Former French politician charged with terrorism in right-wing plot to attack vaccine centers: report

·2 min read
Rémy Daillet-Wiedemann.
Former French politician Rémy Daillet-Wiedemann was implicated in a kidnapping plot. Jean-Francois Badias/AP
  • Former French politician Rémy Daillet-Wiedemann was charged with terrorism in connection with a plot to attack vaccine centers, police said.

  • Daillet, known in far-right circles, was previously implicated in a plot to kidnap a child whose mother had lost custody of her, AP News reported.

  • The politician has promised to make a run for president of France.

A former French politician was charged with terrorism in connection with a plot to attack vaccine centers, according to reports.

Rémy Daillet-Wiedemann was charged on Friday after authorities said he was involved with a right-wing plan to attack vaccination centers and other targets, including a masonic lodge, AP News reported.

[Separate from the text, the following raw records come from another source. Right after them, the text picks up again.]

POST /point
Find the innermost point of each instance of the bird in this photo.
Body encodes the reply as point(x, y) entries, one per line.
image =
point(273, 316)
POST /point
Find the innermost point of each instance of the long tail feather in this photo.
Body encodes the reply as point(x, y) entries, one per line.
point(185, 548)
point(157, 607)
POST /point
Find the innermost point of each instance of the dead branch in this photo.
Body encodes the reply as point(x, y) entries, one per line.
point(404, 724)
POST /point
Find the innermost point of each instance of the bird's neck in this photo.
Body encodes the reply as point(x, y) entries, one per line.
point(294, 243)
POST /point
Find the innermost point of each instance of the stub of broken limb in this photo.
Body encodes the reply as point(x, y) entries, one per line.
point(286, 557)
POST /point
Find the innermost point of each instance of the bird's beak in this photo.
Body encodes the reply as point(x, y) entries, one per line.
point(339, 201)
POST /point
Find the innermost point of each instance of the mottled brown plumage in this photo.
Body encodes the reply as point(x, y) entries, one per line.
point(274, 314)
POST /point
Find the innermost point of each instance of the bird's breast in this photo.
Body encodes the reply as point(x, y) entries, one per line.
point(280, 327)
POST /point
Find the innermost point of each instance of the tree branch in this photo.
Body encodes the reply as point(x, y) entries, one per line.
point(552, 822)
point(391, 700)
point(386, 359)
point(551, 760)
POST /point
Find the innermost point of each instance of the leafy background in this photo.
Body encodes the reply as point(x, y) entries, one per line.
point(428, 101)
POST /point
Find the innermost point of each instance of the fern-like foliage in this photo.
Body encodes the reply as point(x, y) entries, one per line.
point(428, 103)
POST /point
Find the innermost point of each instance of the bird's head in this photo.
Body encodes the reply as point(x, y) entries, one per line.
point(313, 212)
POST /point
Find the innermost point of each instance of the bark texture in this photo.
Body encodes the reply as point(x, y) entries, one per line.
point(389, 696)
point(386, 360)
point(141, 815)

Daillet is known in far-right circles for calling for the French government to be overthrown, as well as speaking out against vaccines, masks, and 5G technology, Radio France Internationale reported. The politician has been seen as an example of how conspiracy theories like QAnon can have a global impact.

Jean-Christophe Basson-Larbi, Daillet's lawyer, referred to his client as a "political prisoner" who has called for the end of the French political system, AP reported. Basson-Larbi did not immediately respond to Insider's request for comment.

Daillet, who has said he would run for president in upcoming elections, was a regional leader in France's centrist MoDem party up until 2010, according to RFI.

The politician was previously arrested following his alleged involvement in a kidnapping plot earlier this year to reunite an eight-year-old child with her mother, who had lost custody of her, AP News reported. The child, who was abducted from her grandmother's home in eastern France, was recovered in Switzerland a few days later, according to RFI.

Those involved in the kidnapping cited Daillet as their inspiration and echoed QAnon-like theories that the French government's child protective services were operating a pedophilic cabal. According to AP News, Daillet praised the abduction but did not indicate whether he was involved. At the time, his lawyer dismissed the accusations as a political stunt.